Бускаино, полицейский, знающий арабский, так как родился и прожил в Тунисе до пятнадцати лет, подоспел минут через сорок пять. Старушка поняла, что приехал человек, говорящий на ее языке, и незамедлительно изъявила желание помочь.

– Она говорит, что хочет все рассказать дяде, – перевел Бускаино.

Сначала ребенок, теперь еще какой-то дядя!

– А это кто? – недоуменно спросил Монтальбано.

– Дядя, хм… это, наверное, вы, комиссар, – объяснил полицейский, – это у них уважительное обращение. Она говорит, что Карима пришла домой вчера около девяти утра, забрала сына и в спешке убежала. Говорит, вид у нее был возбужденный, испуганный.

– У нее есть ключ от верхней комнаты?

Бускаино перевел вопрос и ответил:

– Да.

– Пусть даст его нам, пойдем посмотрим.

Пока они поднимались по лестнице, старушка продолжала тараторить, и Бускаино едва успевал переводить. Сыну Каримы было пять лет, мать оставляла его старухе, когда уходила на работу; парнишку звали Франсуа, она родила его в Тунисе от какого-то заезжего француза.

Комната Каримы была безупречно чистой, здесь стояла двуспальная кровать, за занавеской – кроватка для малыша, столик с телевизором и телефоном, стол побольше с четырьмя стульями, комод с четырьмя выдвижными ящиками и платяной шкаф. Два ящика набиты фотографиями. В углу за скользящей пластиковой дверью уместились туалет, биде и раковина. Сильно пахло теми духами, запах которых комиссар почувствовал в кабинете Лапекоры и затем нашел у него в конторе – «Volupte». Кроме балкончика, здесь было еще окно, выходящее на задний двор с ухоженным палисадником.

Монтальбано взял одну из фотографий: красивая тридцатилетняя женщина, смуглая, с большими глазами, держит на руках ребенка.
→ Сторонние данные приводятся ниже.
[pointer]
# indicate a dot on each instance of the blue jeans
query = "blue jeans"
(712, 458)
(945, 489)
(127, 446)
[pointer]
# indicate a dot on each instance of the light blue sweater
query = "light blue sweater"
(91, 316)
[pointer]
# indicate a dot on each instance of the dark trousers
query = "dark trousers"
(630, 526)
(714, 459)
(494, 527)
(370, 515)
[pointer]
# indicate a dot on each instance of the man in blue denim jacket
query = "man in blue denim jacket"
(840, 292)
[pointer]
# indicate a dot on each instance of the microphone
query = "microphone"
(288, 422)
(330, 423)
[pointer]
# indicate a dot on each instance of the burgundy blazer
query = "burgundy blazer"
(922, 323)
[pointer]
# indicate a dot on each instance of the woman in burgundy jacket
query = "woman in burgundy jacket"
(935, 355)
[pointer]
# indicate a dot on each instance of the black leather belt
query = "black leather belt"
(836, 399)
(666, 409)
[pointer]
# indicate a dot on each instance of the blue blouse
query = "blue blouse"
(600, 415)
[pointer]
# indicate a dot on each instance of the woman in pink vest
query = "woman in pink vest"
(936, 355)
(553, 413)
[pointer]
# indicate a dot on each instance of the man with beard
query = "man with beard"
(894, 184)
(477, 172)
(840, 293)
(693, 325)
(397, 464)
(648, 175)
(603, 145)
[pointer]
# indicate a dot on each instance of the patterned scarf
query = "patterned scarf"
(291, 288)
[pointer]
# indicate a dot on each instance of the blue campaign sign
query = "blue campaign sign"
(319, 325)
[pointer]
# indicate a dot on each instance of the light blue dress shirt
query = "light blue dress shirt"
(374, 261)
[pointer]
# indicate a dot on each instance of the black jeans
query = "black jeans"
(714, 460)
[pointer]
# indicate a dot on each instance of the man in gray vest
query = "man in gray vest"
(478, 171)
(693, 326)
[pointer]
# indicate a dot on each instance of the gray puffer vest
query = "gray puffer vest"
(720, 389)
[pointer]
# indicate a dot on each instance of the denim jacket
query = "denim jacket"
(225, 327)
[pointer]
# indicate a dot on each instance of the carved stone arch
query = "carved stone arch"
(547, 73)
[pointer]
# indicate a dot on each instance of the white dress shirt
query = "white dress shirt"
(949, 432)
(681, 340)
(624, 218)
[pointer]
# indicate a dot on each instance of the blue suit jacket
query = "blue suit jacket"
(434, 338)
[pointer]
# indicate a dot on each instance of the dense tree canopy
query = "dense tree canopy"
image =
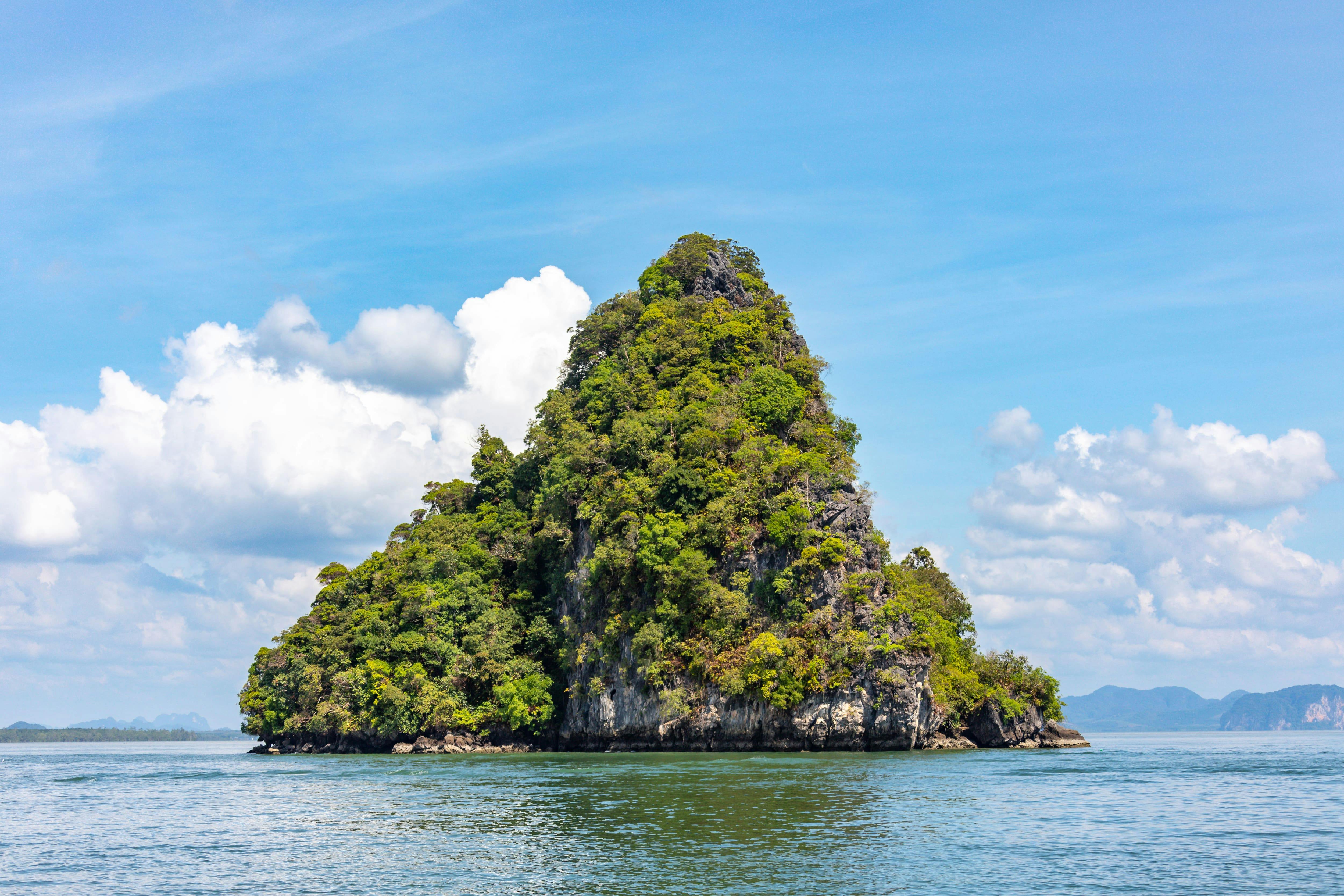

– Спроси у нее, это Карима и Франсуа?

– Да, – ответил Бускаино.

– Где они ели? Здесь не видно плиты.

После оживленных переговоров со старухой полицейский пояснил: мальчик всегда ел у нее, Карима тоже по вечерам с ними ужинала, когда бывала дома.

– К ней приходили мужчины?

Едва услышав перевод, старуха явно возмутилась. Карима была почти что «джинн» (святая женщина, на полпути между смертными и ангелами), она никогда не занималась «харамом» (всякими мерзостями), зарабатывала на жизнь, горбатясь на других, убирая за ними. Она была славная и щедрая: давала денег, чтобы ребенка кормить и дом содержать в порядке, всегда больше, чем надо, и никогда не отбирала остаток. Дядя, то есть Монтальбано, конечно, знает толк в людях, как же он мог такое подумать о Кариме?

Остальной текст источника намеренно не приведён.